Another medical device with buggy untested software gets recalled.
The FDA need to be checking more thoroughly on the credentials of people who write this kind of software. Our health is at stake and this latest recall is due to a basic software error that could have been tested easily – but the manufacturers decided to go the route of placing “happy-path agile testers” onto the team instead.
The product was delivered to market almost two years late, far over-budget, failed to meet some of the fundamental customer requirements, and required key hardware components to be permanently disabled due to unimplemented software controls. A typical Agile delivery.
This would be of no concern if the product was some throw-away ad-funded smartphone app, but it needs to concern us all when our health is being put at risk by the Agile mythology.
This is not the first time this instrument has been recalled either. This is just the latest in a long and sorry list of recalls and defects that have manifested themselves since the first week this instrument was released to market in 2015. These recalls and field safety notices, that we have curated as links below, are the inevitable result of trying to do software on the cheap and allowing research and development within the organisation to be taken over by self-serving out-sourcers and inexperienced temps.

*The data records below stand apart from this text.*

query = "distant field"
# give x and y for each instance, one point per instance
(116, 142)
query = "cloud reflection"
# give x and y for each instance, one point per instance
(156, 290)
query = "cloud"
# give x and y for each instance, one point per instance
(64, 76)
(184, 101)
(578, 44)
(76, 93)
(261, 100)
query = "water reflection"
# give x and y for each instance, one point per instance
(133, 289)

We have the following recommendations which the OEM manufacturer of this low-quality instrument would do well to follow:
- Review your hiring policy
- Engage independent V&V testers
- In-source lifecycle support
- Do not allow your external developers to install TFS and their own Operating System builds onto your development hardware outside of strict security control – they can steal your passwords that way, among other things.
- Immediately terminate the contracts of and consider legal action against any outsourcers who have in any way adulterated your formal test reports (you may contact us in confidence for specific issue numbers and screenshots that we have obtained).

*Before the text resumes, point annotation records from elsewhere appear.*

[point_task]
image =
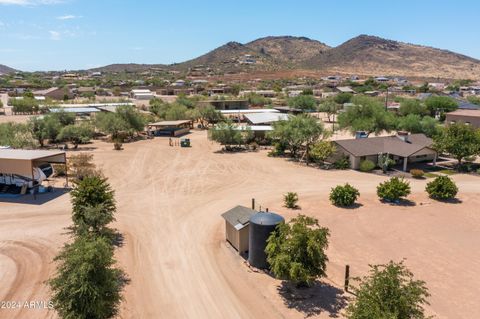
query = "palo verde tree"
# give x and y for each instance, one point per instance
(87, 285)
(297, 132)
(296, 251)
(227, 134)
(367, 114)
(389, 291)
(459, 140)
(93, 205)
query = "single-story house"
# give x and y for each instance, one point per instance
(265, 118)
(403, 147)
(142, 94)
(170, 128)
(55, 93)
(237, 222)
(226, 104)
(471, 117)
(345, 89)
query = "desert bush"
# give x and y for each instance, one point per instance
(442, 188)
(389, 291)
(367, 166)
(297, 251)
(117, 146)
(342, 163)
(393, 189)
(344, 195)
(417, 173)
(290, 199)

- Search your test documentation for the phrase “system doesn’t take forever” and ask the persons who signed-off on this joke of a test case if they’ve ever heard of The Halting Problem.
Ortho Vision Analyzer Recalls and Urgent Safety Warnings
November 2016 – Inappropriate incubation times in the reaction chamber
February 2016 – Reuse of contanimated dilution wells and patient samples
December 2015 – Insufficent saline not detected by software
April 2015 – Incorrect Patient names allocated to blood tests, cross-contamination of liquids, failure to detect incorrect cleaning agents, and inoperability after routine maintenance
All of them due to low-quality buggy Agile software.
Perhaps this instrument should be taken off the market permanently? Before patients are harmed.